タイトルたとへば君 四十年の恋歌 (文春文庫)
発売日2014-01-04
製作者河野 裕子
販売元文藝春秋
JANコード9784167900175
カテゴリジャンル別 » 文学・評論 » 詩歌 » 歌集

購入者の感想

河野裕子さんが亡くなった後、NHKのドキュメンタリー番組で、夫君の永田和宏さんや娘の紅さんに口述を依頼してまで歌をやめなった姿を観ました。その映像は強く印象に残っていますが、長く記憶に残るという点では夫妻の相聞歌で綴られた本書のほうが上です。

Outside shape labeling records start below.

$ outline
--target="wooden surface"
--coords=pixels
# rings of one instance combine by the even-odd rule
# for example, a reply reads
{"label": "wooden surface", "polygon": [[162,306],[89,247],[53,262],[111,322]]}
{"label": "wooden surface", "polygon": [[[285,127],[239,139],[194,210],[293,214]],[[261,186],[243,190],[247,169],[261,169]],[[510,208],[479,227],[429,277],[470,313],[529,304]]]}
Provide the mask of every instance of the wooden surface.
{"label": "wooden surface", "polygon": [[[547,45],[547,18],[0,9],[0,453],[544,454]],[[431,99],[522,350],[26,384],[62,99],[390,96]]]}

河野裕子という歌人は、女性歌人にありがちなエキセントリックな自意識を感じさせない人だと思っていたけれど、それは元々の資質というより、永田和宏さんの存在によるところが大きかったようです。感性と知性どちらも豊かな男女が、それでも満たされない感情を伴侶として補いあう。逆に強すぎる感情のせめぎ合いや濁りは歌として結実、昇華される--こうして生まれた短歌作品はどれも静かなような、切羽詰まるような、酩酊感のような矛盾する感覚をこちらに抱かせる秀作揃いです。

40年分よりもっと河野さんの歌を読みたかった。このお二人がともにお年を召されてからの相聞歌も読みたかった、という願いがもはや叶わないのが残念です。手あかのついた表現ですが「心をうつ」という感想がぴったりの1冊です。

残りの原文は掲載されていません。